The 1970 Supreme Court ruling in Goldberg v. Kelly required an evidentiary oral hearing before a welfare recipient may be denied benefits. A hearing for each and every person denied benefits due to a failed drug test, complete with the cross-examination of witnesses, would further clog the justice system and waste public time and money. Recipients of TANF funds – that is, directly receiving money or other fungible assistance – are held to strict employment requirements in order to remain eligible. According to the Office of Family Assistance, recipients must work as soon as they are able (no later than two years after coming onto assistance), single parents must work an average of 30 hours per week, and two-parent families must work for an average of 35 hours per week (or 55 per week if also receiving federally-assisted child care).
The Personal Responsibility and Work Opportunity Reconciliation Act of 1996, introduced by a Republican congressman, passed through reconciliation by a Republican-controlled Congress, and signed by a Democratic president, replaced the Aid to Dependent Families with Children program with the Temporary Assistance for Needy Families (note the rhetorical comparisons of dependency and temporariness). Food stamps, basic medical care, and subsidized housing are still available without employment, but I have never heard of a drug dealer accepting an EBT card (though I do not mean to suggest that I have any expertise when it comes to the practices of drug dealers).

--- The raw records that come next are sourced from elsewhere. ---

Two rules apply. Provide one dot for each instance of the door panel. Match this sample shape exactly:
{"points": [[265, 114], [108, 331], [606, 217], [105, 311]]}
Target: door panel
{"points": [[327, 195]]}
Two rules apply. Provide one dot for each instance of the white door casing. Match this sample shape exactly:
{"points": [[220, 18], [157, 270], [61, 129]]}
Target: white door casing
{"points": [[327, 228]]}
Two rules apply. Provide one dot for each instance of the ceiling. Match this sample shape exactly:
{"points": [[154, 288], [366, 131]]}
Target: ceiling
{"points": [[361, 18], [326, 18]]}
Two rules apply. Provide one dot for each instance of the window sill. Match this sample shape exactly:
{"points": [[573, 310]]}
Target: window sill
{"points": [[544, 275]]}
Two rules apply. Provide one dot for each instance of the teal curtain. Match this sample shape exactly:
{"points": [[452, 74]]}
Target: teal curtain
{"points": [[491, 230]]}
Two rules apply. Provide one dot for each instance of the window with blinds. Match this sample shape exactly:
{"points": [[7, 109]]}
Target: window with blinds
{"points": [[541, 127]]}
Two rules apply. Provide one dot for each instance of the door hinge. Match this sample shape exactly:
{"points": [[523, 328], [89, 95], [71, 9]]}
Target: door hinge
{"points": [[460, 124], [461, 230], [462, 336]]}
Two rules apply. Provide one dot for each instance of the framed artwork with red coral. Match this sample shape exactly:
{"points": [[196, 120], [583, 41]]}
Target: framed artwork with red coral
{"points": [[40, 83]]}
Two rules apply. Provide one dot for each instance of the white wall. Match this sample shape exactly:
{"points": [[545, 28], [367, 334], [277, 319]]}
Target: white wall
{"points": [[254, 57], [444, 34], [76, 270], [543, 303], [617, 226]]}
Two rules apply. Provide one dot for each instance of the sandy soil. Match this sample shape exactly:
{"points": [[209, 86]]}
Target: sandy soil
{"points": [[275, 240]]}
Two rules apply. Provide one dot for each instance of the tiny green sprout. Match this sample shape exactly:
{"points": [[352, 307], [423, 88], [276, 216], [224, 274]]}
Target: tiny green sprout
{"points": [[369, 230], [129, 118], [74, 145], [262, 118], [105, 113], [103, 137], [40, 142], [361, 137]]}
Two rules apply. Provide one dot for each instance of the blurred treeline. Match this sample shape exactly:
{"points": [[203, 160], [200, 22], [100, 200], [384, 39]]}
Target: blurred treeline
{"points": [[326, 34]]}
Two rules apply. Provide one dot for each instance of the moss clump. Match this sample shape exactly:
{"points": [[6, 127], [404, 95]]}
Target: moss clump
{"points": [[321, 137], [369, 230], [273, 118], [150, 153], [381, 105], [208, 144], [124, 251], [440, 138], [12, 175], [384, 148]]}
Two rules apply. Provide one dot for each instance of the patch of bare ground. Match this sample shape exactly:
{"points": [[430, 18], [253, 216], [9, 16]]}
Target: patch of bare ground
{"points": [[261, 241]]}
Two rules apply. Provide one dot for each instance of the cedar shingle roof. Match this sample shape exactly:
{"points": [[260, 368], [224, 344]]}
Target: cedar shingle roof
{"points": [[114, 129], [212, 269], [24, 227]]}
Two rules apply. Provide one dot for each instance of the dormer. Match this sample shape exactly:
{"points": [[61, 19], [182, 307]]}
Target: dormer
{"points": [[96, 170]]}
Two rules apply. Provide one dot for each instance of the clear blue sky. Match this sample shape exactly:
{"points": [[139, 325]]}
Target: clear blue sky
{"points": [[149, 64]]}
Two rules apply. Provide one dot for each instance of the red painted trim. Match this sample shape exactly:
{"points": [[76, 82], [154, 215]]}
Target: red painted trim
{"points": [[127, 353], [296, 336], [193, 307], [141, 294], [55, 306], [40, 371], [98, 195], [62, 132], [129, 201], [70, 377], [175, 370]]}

If most places of employment require drug testing of their employees, it can therefore be deduced that most recipients of welfare would be drug tested by their place of employment. It would seem to be a frivolous waste of government money to drug test every welfare beneficiary if they had already been tested in order to gain the employment necessary for them to receive benefits in the first place.
Republicans have relied on scapegoating welfare recipient straw men to score cheap political points for decades. In 1976, Ronald Reagan told a story of a welfare cheat who defrauded the state with “eighty names, thirty addresses, twelve Social Security cards and…veteran’s benefits on four non-existing deceased husbands.” This caricature relied on the same negative stereotypes reinforcing the movement to require drug testing today. It relies on a presumption of guilt; assuming, based on no particular evidence, that welfare recipients are abusing drugs at disproportionate rates.
The numbers do not back this up. The National Institute on Alcohol Abuse and Alcoholism conducted a 1996 study that concluded that “proportions of welfare recipients using, abusing, or dependent on alcohol or illicit drugs are consistent with proportions of both the adult U.S. population and adults who do not receive welfare.” Michigan, the first state to implement drug testing of welfare recipients, struck down the policy as unconstitutional in 2003 after a challenge by the American Civil Liberties Union. Under the Michigan policy, the ACLU reports, only 10% of welfare recipients tested positive for illegal drugs, with only 3% testing positive for hard drugs. These figures are in line with the Substance Abuse and Mental Health Services Administration’s figures on drug use rates of the general population, further demonstrating the lack of evidence that welfare recipients abuse drugs at higher rates than average
Furthermore, why would this policy strictly apply to welfare recipients, and why specifically to illicit drugs? If this were truly a proposal aimed at reducing the waste of taxpayer money and removing destructive roadblocks to self-sufficiency, its proposal would not be so narrow. Alcohol abuse is a perfect legal intoxicant; welfare recipients are entirely able to waste their benefits pursuing legal addictions. There are millions of Americans receiving federal assistance that does not come in the form of TANF, yet no politician is seriously proposing to drug test students who receive scholarships funded by federal or state funds, senior citizens receiving Medicare, or people receiving disability benefits. As Jonathan Bernstein likes to point out, many Americans mistakenly believe that they are in the group that doesn’t receive any government benefits. This demonization of welfare recipients relies on unwarranted suspicion and stereotyping of the poor and minorities.